J. Steven Wilkins (born 27 June 1950) is an American Calvinist and evangelical pastor and author known for views on slavery in the United States.
Steve Wilkins holds degrees from the University of Alabama and the Reformed Theological Seminary of Jackson, Mississippi. He was ordained as a minister in the Presbyterian Church in America in 1976, and has served as the pastor of Church of the Redeemer in West Monroe, Louisiana since 1989.[1]
Wilkins is an advocate of Federal Vision theology. He has been called an advocate of Christian Reconstruction.[2]
In 2007, the Louisiana Presbytery was indicted by the PCA's Standing Judicial Commission for "failing to find a strong presumption of guilt" against Wilkins with regards to his theological views. Following this action, the congregation of Church of the Redeemer voted without dissent to withdraw from the PCA on January 27, 2008 and subsequently joined the Communion of Reformed Evangelical Churches.[3] Within the CREC, Wilkins is the Presiding Minister of Wycliffe Presbytery.[4]

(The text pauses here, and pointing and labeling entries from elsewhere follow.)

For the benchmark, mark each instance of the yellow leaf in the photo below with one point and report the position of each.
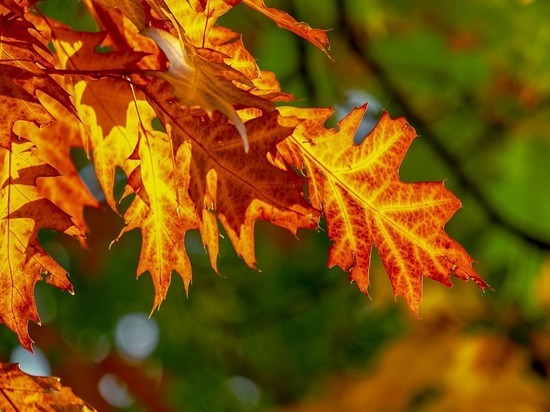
(366, 204)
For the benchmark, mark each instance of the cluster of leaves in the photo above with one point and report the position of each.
(180, 106)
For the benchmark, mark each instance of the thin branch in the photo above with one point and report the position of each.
(443, 152)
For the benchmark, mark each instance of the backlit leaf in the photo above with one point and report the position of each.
(366, 203)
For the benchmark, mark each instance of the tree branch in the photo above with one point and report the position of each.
(443, 152)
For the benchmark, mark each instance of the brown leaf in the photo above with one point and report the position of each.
(23, 212)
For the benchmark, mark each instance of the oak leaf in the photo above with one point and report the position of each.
(22, 392)
(365, 203)
(23, 212)
(24, 60)
(162, 211)
(53, 145)
(240, 188)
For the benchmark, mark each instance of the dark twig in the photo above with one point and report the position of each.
(443, 152)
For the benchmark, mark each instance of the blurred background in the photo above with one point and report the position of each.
(473, 78)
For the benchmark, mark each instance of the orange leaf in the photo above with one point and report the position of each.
(200, 78)
(23, 212)
(366, 204)
(23, 61)
(162, 211)
(22, 392)
(54, 142)
(241, 188)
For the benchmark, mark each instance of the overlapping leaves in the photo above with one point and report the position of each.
(224, 153)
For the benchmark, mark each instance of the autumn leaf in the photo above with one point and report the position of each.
(199, 77)
(24, 60)
(365, 203)
(241, 188)
(162, 211)
(23, 212)
(22, 392)
(53, 145)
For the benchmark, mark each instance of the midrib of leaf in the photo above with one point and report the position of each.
(14, 287)
(218, 164)
(156, 209)
(314, 160)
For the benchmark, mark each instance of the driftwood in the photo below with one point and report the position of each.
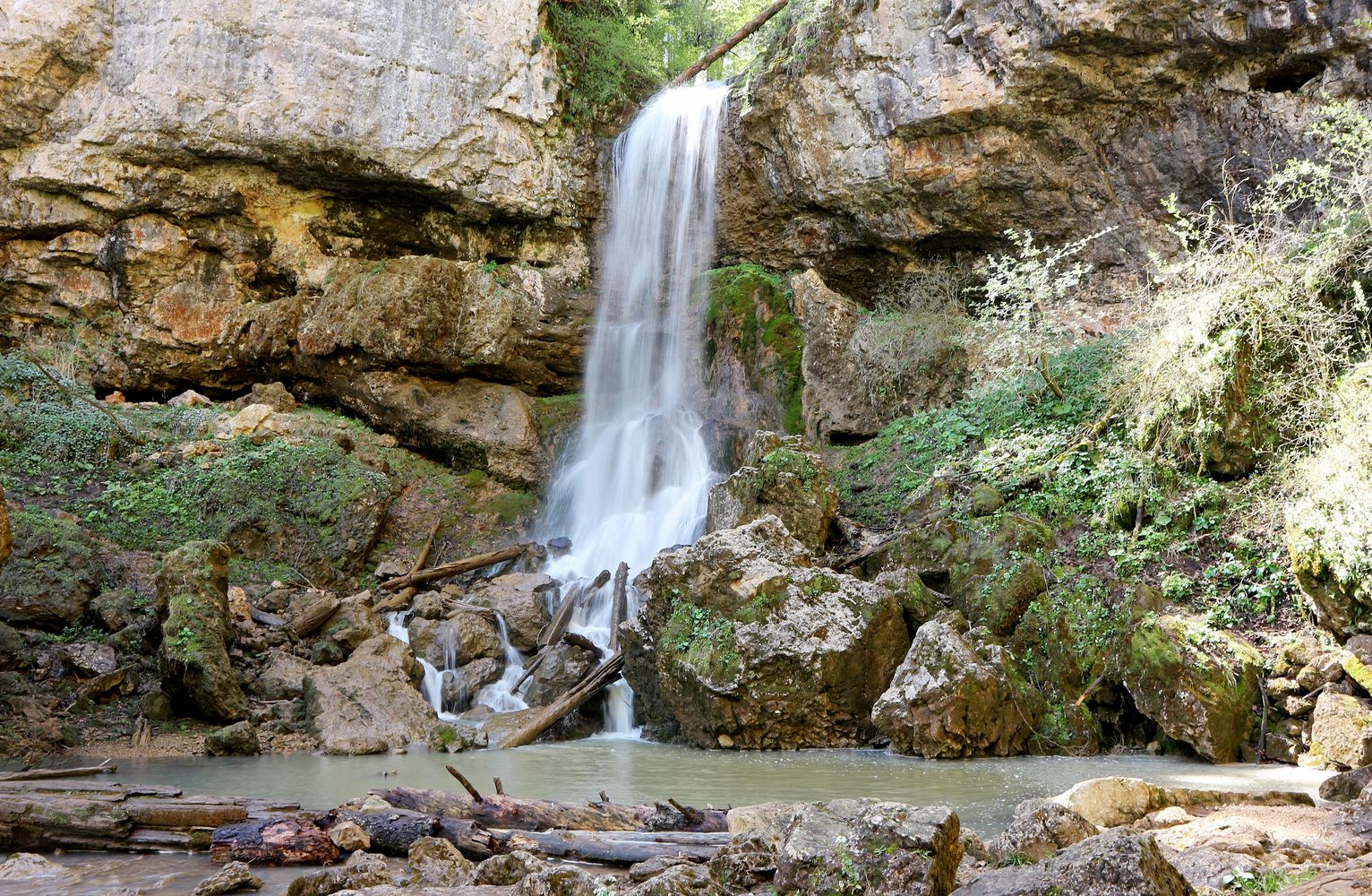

He is a former board member of the League of the South and founder of the Southern Heritage Society.[5] His biography on Robert E. Lee, titled Call of Duty, was called “hagiographical” and omitted any criticism.[6]
In the pamphlet Southern Slavery, As It Was, Wilkins and co-author Douglas Wilson argued for a view that the status of slaves had not been as bad as is currently taught in American schools. He stated for example that: "slavery produced in the South a genuine affection between the races that we believe we can say has never existed in any nation before the War or since." Historians such as Peter H. Wood, Clayborne Carson, and Bancroft Prize winner Ira Berlin have condemned the pamphlet's arguments, with Wood calling them as spurious as Holocaust denial.[7]
Canon Press ceased publication of the pamphlet when it became aware of serious citation errors in 24 passages authored by Wilkins where quotations, some lengthy, from the 1974 book Time on the Cross: The Economics of American Negro Slavery by Robert William Fogel and Stanley L. Engerman were not cited. Robert McKenzie, the history professor who first noticed the citation problems, described the authors as being "sloppy" rather than "malevolent" while also pointing out that he had reached out to Wilson several years earlier.[8] Wilson reworked and redacted the arguments and published (without Wilkins) a new set of essays under the name Black & Tan after consulting with historian Eugene Genovese.[9]